According to reports on pro-Palestinian websites, the company initiated the move after passengers complained that the product was made in "illegal" settlements.
In a letter to one of the complaining customers, Delta Air Lines confirmed that it had "notified our local catering company to discontinue serving the Vanilla Halva bar in meals onboard Delta flights from Israel."
The company noted that it was reviewing its onboard menu, and in the meantime was serving fruit instead of the halva snack.
Pro-Palestinian activists reported the incident on various websites, claiming that "the company will stop serving snacks manufactured in an illegal Israeli settlement in the occupied West Bank on its flights from Tel Aviv."
Following an inquiry by an Israeli activist, Delta said: "We regret that a letter from an individual in our customer care department incorrectly suggested that Delta removed a vanilla halva bar because of its origin."

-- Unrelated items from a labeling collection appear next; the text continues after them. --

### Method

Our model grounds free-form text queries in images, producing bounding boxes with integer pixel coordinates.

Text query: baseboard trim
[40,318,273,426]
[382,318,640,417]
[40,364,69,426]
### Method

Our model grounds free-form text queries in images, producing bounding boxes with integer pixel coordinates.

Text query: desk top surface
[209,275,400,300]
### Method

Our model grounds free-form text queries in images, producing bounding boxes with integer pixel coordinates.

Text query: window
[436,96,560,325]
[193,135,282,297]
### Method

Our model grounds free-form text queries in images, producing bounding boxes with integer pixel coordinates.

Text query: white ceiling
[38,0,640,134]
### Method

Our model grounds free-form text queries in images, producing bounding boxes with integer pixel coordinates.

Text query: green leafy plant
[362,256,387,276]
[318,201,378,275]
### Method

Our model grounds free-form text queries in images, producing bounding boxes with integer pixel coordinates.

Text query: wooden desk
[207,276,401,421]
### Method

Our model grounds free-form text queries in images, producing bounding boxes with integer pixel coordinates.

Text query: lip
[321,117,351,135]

The airline noted that "like on many of our international flights, all food items on Delta flights exit Tel Aviv are sourced by our local caterer. This includes more than 1,000 local items. The item in question, a Vanilla Halva Bar, was recently removed as part of a normal catering cycle and review.
"In many cases products that are removed are later re-boarded. In addition, items are periodically rotated or changed in the course of our menu cycles," the company added.
It should be noted that Achdut's Achva halva is considered a very popular snack among halva lovers. The 25-gram snack contains 50% sesame paste and is sold in supermarkets across Israel.
The Achdut company declined comment.